RI Dianggap Sebagai Mitra Strategis Hannover Messe 2020

    Willy Haryono - 13 Februari 2020 09:32 WIB
    RI Dianggap Sebagai Mitra Strategis Hannover Messe 2020
    Duta Besar Indonesia untuk Jerman, Arif Havas Oegroseno, memberikan keterangan dalam Press Preview Hannover Messe 2020 di Hannover, Rabu 12 Februari 2020. (Foto: KBRI Berlin)
    Hannover: Dua bulan menjelang penyelenggaraan Hannover Messe 2020, CEO perusahaan Deutche Messe AG (DMAG), Dr. Jochen Koeckler, meyakini bahwa Indonesia merupakan negara mitra strategis dalam pameran industri terbesar di dunia itu. Ia mengaku senang akan keberadaan Indonesia sebagai negara mitra Hannover Messe 2020. 

    Menurutnya, perkembangan industri dan inovasi Indonesia dalam satu dekade terakhir begitu pesat dan impresif. Indonesia juga merupakan negara dengan populasi terbanyak keempat di dunia, anggota G-20, ekonomi terbesar di ASEAN, dan juga ekonomi digital terbesar di Asia Tenggara.

    Hal tersebut disampaikan Dr. Koeckler di hadapan sekitar 180 media Jerman, Eropa, Indonesia dan internasional dalam acara Press Preview Hannover Messe 2020, Rabu 12 Februari 2020. Bertempat di New York Room, Hall 19, Hannover Fair Ground, Press Preview merupakan forum publikasi bagi media tentang tema besar serta inovasi-inovasi baru yang akan ditampilkan 20-24 April mendatang.
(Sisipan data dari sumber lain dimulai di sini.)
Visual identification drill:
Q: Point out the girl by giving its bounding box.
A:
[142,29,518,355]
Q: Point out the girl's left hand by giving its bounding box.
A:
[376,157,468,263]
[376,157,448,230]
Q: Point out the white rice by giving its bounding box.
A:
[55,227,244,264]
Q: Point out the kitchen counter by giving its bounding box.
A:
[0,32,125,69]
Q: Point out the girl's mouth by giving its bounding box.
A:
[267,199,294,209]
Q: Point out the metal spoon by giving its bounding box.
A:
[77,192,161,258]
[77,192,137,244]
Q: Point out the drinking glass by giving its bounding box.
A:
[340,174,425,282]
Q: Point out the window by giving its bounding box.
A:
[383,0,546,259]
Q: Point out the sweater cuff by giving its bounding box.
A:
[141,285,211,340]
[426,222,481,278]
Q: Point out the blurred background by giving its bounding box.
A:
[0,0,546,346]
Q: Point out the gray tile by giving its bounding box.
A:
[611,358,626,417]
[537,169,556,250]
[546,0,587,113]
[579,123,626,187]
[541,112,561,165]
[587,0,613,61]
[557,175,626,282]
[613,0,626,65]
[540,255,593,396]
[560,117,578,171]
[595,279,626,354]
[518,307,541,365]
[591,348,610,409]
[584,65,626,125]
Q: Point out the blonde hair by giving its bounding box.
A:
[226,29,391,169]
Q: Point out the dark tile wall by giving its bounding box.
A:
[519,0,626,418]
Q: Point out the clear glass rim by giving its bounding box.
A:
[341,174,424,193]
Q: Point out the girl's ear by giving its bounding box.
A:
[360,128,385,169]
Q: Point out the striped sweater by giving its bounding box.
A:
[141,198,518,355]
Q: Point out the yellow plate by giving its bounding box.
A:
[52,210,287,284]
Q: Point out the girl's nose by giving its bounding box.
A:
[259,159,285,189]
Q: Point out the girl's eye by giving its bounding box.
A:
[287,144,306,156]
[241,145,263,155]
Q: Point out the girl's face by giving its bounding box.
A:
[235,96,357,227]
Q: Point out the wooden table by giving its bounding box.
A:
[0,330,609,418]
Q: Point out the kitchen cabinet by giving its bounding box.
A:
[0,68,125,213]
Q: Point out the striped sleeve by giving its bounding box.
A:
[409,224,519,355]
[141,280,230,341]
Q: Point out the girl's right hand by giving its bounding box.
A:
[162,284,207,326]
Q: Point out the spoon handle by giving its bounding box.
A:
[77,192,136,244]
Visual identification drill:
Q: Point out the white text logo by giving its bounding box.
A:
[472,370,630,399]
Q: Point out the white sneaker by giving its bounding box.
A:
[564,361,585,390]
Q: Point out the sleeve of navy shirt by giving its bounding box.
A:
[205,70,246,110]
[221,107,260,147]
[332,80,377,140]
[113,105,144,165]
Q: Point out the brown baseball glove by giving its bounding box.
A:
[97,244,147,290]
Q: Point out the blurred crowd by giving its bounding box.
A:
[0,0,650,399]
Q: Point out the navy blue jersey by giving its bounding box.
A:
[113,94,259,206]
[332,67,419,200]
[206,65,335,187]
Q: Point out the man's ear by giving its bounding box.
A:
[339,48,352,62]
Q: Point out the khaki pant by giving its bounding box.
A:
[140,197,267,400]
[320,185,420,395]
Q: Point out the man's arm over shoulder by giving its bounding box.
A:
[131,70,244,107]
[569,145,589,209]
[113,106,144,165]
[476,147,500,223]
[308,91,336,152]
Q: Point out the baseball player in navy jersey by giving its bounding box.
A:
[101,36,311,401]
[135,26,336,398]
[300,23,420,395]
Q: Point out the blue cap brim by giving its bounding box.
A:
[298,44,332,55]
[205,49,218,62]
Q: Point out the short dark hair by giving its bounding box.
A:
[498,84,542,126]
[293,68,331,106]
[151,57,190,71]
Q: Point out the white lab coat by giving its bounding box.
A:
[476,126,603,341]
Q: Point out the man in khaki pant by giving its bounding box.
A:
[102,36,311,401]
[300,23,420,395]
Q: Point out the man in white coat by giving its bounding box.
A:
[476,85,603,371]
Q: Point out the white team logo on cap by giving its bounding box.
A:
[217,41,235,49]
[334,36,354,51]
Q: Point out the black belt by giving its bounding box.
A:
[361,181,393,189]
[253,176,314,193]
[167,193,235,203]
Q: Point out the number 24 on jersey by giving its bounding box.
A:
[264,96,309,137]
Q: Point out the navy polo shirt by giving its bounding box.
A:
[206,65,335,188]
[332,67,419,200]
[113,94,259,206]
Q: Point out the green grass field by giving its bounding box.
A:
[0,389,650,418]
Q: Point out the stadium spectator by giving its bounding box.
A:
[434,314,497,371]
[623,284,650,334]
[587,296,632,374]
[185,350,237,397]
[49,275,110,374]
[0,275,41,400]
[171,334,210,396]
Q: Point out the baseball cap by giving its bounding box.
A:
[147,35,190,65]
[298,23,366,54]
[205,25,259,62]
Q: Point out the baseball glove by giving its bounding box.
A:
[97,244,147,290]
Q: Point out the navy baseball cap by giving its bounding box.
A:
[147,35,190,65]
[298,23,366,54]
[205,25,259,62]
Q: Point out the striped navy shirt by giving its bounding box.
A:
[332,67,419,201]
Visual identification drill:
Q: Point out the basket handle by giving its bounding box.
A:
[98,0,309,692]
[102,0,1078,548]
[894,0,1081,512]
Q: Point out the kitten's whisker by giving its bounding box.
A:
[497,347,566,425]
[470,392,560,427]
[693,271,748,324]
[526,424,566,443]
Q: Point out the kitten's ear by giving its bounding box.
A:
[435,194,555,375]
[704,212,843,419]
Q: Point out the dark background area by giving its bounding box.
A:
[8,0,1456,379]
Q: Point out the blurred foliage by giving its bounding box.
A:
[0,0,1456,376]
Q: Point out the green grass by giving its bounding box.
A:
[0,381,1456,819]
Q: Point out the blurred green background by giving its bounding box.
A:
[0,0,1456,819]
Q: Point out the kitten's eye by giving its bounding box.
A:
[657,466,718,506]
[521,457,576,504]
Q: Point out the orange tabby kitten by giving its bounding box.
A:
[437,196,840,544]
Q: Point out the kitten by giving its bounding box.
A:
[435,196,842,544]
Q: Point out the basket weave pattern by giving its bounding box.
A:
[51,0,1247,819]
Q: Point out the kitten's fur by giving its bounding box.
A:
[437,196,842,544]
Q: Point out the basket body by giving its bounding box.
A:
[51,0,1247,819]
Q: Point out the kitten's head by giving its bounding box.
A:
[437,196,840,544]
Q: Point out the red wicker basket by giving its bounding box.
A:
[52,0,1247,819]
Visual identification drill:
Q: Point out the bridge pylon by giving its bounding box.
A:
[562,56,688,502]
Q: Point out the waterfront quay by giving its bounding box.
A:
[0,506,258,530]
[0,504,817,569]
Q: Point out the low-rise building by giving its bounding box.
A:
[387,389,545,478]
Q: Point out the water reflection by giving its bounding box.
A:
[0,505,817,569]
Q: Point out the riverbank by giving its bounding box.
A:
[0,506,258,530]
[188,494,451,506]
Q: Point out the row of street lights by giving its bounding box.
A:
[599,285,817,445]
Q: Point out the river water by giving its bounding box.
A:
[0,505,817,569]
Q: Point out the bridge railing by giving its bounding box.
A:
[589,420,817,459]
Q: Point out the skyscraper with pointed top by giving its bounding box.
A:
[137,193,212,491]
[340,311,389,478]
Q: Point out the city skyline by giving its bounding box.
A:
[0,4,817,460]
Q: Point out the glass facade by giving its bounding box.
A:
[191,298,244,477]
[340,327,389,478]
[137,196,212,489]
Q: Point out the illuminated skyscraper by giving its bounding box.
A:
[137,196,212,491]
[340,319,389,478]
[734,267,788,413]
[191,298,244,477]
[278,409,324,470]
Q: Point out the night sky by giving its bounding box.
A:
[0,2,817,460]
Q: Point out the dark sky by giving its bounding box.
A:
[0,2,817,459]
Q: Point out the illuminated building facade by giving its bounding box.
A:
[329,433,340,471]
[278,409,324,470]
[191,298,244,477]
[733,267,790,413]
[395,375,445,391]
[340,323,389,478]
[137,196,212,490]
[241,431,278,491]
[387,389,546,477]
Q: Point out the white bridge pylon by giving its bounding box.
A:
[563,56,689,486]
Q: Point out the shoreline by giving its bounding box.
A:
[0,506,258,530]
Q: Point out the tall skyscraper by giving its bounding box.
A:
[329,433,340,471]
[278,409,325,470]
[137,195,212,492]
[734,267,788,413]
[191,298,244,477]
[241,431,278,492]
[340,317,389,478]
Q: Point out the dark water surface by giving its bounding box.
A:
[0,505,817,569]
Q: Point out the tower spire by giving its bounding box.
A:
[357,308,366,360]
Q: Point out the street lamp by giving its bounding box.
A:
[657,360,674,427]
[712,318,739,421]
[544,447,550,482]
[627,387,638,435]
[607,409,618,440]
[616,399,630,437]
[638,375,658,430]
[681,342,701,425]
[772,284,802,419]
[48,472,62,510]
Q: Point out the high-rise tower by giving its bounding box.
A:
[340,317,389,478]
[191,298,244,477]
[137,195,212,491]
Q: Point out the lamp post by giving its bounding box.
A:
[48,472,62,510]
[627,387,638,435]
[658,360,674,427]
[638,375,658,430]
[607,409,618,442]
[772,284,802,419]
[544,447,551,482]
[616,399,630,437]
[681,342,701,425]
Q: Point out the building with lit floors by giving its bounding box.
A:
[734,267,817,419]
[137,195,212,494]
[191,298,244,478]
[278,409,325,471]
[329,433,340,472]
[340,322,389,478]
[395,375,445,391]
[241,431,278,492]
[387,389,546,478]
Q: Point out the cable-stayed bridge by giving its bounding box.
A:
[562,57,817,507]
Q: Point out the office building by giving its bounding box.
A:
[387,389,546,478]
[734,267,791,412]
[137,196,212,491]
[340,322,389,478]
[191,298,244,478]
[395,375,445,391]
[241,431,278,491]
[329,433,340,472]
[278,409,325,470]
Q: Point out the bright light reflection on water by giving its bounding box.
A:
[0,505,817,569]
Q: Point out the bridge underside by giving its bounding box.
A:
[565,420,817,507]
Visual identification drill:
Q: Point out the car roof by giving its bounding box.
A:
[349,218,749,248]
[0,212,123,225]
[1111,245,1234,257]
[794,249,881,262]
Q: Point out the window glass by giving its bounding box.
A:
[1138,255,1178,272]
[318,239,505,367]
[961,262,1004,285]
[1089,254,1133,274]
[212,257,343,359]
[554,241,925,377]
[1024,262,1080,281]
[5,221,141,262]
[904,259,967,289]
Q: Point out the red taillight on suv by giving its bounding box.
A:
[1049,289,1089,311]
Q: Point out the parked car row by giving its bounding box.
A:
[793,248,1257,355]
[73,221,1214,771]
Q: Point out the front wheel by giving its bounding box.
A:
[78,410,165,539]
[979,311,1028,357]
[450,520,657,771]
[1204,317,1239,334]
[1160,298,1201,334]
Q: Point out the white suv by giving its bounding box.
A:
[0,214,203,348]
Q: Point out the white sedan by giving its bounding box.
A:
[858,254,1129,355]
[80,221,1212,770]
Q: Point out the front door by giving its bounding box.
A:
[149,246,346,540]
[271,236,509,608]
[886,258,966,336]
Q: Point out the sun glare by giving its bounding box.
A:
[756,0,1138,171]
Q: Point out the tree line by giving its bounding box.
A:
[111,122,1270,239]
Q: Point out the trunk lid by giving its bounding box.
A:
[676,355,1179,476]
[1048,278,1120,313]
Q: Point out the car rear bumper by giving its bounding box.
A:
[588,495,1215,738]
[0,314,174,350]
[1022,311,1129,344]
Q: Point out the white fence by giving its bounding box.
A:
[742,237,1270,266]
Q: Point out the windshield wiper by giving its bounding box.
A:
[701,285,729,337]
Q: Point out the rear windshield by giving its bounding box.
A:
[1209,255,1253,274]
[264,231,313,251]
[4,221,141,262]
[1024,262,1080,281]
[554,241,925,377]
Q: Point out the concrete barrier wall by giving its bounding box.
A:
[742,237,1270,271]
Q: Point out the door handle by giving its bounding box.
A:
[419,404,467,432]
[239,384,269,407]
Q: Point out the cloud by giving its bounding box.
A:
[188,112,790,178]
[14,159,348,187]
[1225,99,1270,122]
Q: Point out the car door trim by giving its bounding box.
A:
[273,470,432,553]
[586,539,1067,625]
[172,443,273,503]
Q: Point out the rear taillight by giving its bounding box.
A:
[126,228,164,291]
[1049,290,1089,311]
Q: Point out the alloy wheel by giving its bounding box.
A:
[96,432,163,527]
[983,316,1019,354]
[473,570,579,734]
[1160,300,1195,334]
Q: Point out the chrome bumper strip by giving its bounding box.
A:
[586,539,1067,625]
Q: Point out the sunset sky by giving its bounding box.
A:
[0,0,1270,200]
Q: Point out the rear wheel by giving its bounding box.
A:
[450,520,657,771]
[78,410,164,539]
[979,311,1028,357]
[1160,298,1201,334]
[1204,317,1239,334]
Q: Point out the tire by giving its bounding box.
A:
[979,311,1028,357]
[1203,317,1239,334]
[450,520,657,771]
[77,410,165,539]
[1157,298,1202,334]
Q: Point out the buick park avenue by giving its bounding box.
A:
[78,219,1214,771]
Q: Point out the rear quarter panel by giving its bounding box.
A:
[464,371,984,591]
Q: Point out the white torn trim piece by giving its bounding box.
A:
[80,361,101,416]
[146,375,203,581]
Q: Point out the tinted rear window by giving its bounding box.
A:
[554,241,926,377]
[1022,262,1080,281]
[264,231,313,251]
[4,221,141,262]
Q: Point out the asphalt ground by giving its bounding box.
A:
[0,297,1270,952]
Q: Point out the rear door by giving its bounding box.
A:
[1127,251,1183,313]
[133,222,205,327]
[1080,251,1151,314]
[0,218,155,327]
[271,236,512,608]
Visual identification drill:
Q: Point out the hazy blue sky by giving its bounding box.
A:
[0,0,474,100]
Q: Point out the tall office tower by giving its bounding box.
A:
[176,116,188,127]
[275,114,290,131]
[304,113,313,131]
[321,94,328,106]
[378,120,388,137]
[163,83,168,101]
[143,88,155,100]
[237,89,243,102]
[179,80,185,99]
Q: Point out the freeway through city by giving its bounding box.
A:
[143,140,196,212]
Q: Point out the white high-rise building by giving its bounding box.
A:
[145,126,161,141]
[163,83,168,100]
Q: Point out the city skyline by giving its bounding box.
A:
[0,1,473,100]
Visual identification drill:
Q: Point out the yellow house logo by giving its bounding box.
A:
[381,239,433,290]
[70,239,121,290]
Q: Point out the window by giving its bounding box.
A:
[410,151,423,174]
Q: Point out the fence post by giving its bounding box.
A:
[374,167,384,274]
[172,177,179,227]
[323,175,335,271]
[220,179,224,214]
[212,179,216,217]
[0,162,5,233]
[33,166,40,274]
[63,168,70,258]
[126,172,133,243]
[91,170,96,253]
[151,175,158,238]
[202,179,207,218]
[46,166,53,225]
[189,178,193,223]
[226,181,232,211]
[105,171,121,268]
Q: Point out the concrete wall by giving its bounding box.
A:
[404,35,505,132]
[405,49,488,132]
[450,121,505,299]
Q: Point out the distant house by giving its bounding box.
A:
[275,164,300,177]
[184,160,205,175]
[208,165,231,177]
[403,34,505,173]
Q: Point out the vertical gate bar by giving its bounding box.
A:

    "Kami sangat termotivasi dengan Indonesia yang merupakan negara mitra kami. Indonesia akan menunjukkan sesuatu yang fantastis di Hannover Messe," jelas Koeckler, dalam keterangan tertulis KBRI Berlin yang diterima Medcom.id, Kamis 13 Januari 2020. Ia juga mengapresiasi langkah konkret Pemerintah Indonesia dalam transformasi menuju Industri 4,0.

    RI Dianggap Sebagai Mitra Strategis Hannover Messe 2020
    CEO Deutche Messe AG (DMAG), Dr. Jochen Koeckler. (Foto: KBRI Berlin) 

    Melanjutkan sambutan Koeckler, Duta Besar RI untuk Jerman, Arif Havas Oegroseno, mengelaborasi tentang Indonesia secara komprehensif, mulai dari aspek geopolitik,  kompleksitas dan keberagaman, serta perkembangan ekonomi dan politik terakhir di Indonesia. 

    Dubes Oegroseno juga menjelaskan mengenai perkembangan digital ekonomi Indonesia yang tidak banyak diketahui di Eropa. Selain itu, ia juga menyampaikan apa yang diharapkan Indonesia selaku negara mitra Hannover Messe 2020 serta makna tagline "Making Indonesia 4.0: Connect to Accelerate" pada Hannover Messe.

    "Saat ini, Indonesia sudah mendominasi kekuatan digital ekonomi di Asia Tenggara. Nilai digital ekonomi kita akan berkembang menjadi USD300 miliar (setara Rp4.100 triliun) dari USD100 miliar (Rp1.367 triliun)," jelas Dubes Oegroseno.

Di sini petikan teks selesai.